Filhas das filhas.

Um choro ancestral. Foi o que senti quando desabei, depois de uma cena especial na série “Filhas de Eva”. Eva não era a Renata Sorrah como pensei, ao ver as chamadas. Nem tinha mais de uma filha de uma mesma mãe, na obra. Eva é a mãe de todas nós. É nossa ancestralidade, nossa feminilidade, nossa dor, nossa angústia, nossa culpa, nossos sonhos, desejos e destemperos.

Eva é cada uma de nós ao amar, ao se desesperar, ao projetar no outro nossos ideais de abrigo, de força e de equilíbrio. É olhar pra tudo isso e se enxergar, enxergar outra mulher que está próxima de nós e, mesmo às distantes, ser solidária.

Sororidade. Palavra aparentemente nova pra uma coisa antiga e, muitas vezes, esquecida. Reuniões de mulheres sempre existiram. Desde a Idade Média, com as rotuladas “bruxas”. Nas tribos, para rituais de iniciação e de recolhimento. Hoje, muitas de nós se reúnem em grupos de oração, estudo, meditação... Dentro ou fora de alguma religião, ou mesmo misturando todas elas. Mulheres pastoras, mulheres líderes, mulheres enclausuradas, mulheres ‘mulheres’.

Como diria Vinícius: “Deve andar perto uma mulher, que é feita de música, luar e sentimento.

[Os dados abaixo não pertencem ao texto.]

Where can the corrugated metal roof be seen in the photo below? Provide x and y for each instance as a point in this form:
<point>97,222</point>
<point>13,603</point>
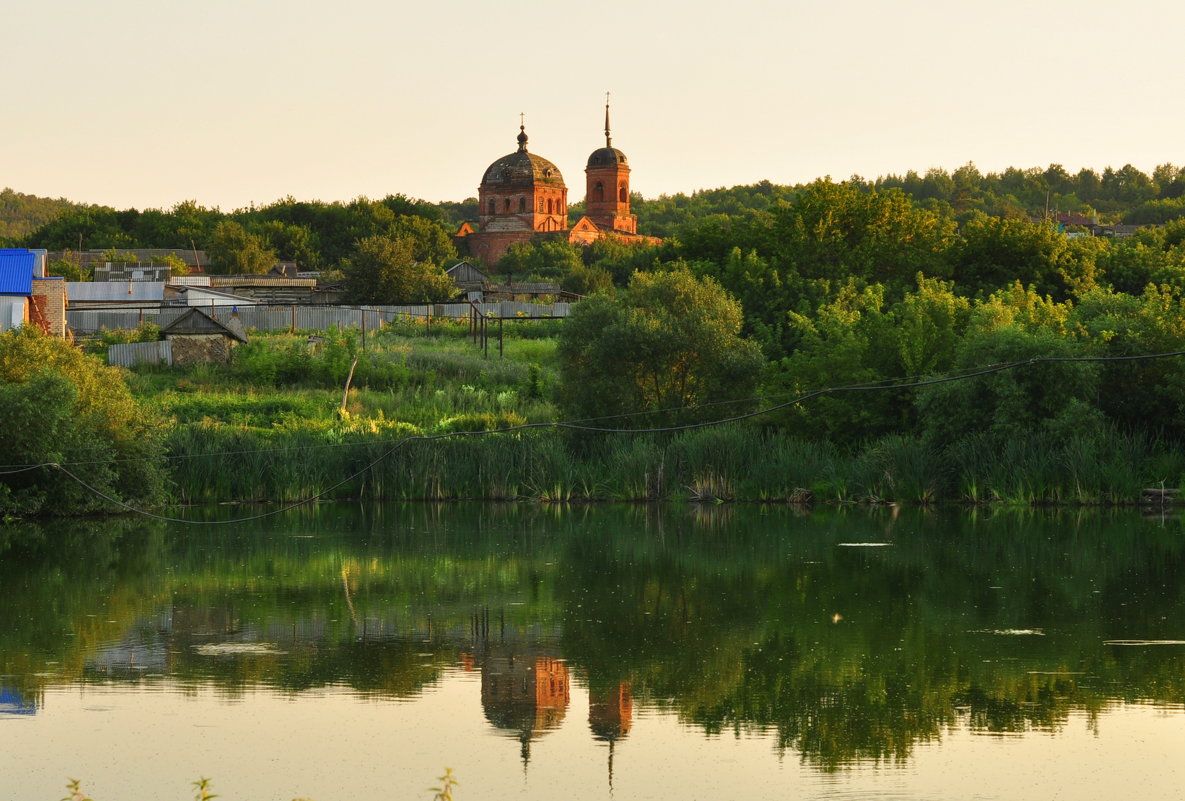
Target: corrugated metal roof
<point>17,271</point>
<point>115,292</point>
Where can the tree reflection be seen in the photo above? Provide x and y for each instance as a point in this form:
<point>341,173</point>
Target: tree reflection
<point>761,620</point>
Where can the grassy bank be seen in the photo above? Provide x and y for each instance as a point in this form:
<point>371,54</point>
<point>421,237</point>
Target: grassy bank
<point>271,428</point>
<point>726,463</point>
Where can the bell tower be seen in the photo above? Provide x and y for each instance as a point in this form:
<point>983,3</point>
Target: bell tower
<point>607,194</point>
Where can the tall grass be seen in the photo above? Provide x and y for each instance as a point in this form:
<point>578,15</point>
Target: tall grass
<point>743,463</point>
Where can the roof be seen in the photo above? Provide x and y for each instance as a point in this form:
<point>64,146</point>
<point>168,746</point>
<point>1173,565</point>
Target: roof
<point>466,271</point>
<point>521,168</point>
<point>196,321</point>
<point>196,295</point>
<point>115,292</point>
<point>17,271</point>
<point>607,155</point>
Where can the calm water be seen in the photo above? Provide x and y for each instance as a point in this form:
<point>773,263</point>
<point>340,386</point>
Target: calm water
<point>348,653</point>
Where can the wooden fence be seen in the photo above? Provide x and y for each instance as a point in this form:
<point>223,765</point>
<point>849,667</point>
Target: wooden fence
<point>309,318</point>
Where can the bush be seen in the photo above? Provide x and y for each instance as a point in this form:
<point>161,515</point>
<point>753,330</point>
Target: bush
<point>58,405</point>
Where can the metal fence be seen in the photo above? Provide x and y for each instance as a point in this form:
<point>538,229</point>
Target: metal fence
<point>312,318</point>
<point>129,356</point>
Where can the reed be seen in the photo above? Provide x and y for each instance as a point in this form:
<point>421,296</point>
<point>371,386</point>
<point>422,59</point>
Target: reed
<point>216,461</point>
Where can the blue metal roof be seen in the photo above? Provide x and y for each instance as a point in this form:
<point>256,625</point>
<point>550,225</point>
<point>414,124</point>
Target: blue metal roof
<point>17,271</point>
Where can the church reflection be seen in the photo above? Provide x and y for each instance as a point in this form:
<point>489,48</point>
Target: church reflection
<point>526,690</point>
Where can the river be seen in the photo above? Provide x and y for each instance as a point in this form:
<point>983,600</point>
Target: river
<point>593,653</point>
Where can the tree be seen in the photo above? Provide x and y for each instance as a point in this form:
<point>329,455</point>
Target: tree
<point>666,345</point>
<point>385,270</point>
<point>59,405</point>
<point>544,258</point>
<point>234,250</point>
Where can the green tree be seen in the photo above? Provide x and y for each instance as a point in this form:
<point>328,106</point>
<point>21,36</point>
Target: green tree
<point>665,345</point>
<point>385,270</point>
<point>59,405</point>
<point>234,250</point>
<point>543,258</point>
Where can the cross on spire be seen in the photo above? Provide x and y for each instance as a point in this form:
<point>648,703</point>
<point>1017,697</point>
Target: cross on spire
<point>608,140</point>
<point>521,135</point>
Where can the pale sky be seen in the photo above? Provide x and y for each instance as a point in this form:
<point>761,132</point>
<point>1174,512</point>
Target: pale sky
<point>143,103</point>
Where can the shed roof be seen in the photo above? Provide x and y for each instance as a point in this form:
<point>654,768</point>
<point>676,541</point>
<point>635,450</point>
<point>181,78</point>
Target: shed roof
<point>17,271</point>
<point>116,292</point>
<point>196,321</point>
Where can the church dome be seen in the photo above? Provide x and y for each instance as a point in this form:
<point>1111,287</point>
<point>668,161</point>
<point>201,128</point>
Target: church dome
<point>607,157</point>
<point>521,168</point>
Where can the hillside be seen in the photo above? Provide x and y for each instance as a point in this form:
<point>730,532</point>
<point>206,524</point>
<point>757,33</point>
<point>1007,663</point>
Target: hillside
<point>20,213</point>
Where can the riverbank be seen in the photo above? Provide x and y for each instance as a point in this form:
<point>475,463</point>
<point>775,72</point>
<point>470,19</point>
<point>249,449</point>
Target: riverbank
<point>430,418</point>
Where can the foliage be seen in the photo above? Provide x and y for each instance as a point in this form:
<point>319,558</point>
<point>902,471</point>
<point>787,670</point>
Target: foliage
<point>234,250</point>
<point>663,346</point>
<point>389,270</point>
<point>61,407</point>
<point>543,258</point>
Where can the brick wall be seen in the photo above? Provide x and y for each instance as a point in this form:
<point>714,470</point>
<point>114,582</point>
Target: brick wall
<point>53,294</point>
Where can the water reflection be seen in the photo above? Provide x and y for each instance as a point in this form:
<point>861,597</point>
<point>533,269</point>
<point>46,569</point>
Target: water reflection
<point>753,621</point>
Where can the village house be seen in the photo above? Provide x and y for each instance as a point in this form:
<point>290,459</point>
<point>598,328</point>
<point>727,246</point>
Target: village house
<point>27,295</point>
<point>198,338</point>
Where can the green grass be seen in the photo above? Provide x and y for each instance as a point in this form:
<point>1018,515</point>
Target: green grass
<point>270,428</point>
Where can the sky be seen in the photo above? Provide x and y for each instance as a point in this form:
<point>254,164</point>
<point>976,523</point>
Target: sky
<point>146,103</point>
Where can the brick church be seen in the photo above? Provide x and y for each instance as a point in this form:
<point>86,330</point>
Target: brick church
<point>523,197</point>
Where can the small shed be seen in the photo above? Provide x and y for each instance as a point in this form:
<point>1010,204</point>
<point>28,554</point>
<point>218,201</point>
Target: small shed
<point>198,338</point>
<point>467,276</point>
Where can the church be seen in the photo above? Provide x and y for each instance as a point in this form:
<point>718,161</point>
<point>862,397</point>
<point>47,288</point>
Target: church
<point>523,197</point>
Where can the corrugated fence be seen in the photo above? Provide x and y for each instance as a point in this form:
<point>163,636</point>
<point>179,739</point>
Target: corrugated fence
<point>129,356</point>
<point>311,318</point>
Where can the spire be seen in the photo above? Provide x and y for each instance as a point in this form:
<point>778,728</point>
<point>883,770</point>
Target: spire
<point>608,140</point>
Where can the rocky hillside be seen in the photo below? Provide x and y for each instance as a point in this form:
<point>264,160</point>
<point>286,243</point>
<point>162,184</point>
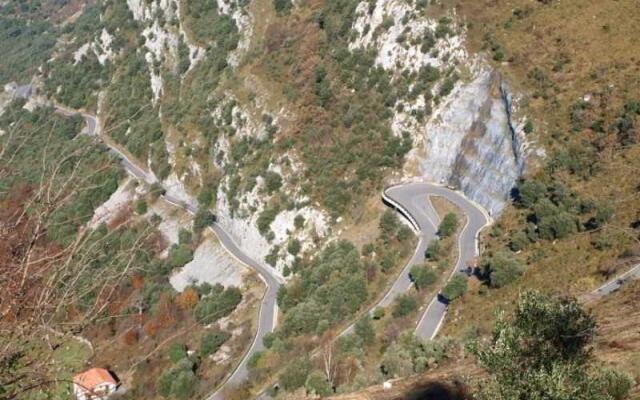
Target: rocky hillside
<point>287,118</point>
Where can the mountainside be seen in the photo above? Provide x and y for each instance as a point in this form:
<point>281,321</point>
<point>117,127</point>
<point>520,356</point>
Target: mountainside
<point>191,192</point>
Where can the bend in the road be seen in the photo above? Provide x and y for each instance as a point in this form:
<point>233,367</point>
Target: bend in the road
<point>267,317</point>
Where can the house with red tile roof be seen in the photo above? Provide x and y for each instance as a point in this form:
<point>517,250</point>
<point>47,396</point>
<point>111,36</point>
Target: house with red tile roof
<point>94,384</point>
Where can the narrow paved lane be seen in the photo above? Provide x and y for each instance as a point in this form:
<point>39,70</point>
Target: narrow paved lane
<point>268,313</point>
<point>412,201</point>
<point>616,283</point>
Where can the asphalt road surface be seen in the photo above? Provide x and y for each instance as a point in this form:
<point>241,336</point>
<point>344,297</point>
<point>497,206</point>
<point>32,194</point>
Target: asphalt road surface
<point>616,283</point>
<point>412,201</point>
<point>267,318</point>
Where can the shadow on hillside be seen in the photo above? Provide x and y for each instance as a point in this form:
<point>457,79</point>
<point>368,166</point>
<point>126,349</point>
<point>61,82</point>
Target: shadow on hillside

Tão linda que só espalha sofrimento, tão cheia de pudor que vive nua...” O mesmo que escreveu o absurdo, muitas vezes real, do que se espera de nós: “Uma beleza que vem da tristeza de se saber mulher. Feita apenas para amar, para sofrer pelo seu amor e pra ser só perdão”.

Sejamos. Tudo e mais um pouco. O que tivermos direito e o que não temos ainda. O que queremos e o que nem sabemos que queremos.  Que tenhamos acesso a tudo e a todos. Às lições que temos pra dar e receber. Às missões que devemos ou queremos cumprir. Sem cobranças, sem amarras. Sem e com sofrimento. Com ou sem prazer. Mas essencialmente livres.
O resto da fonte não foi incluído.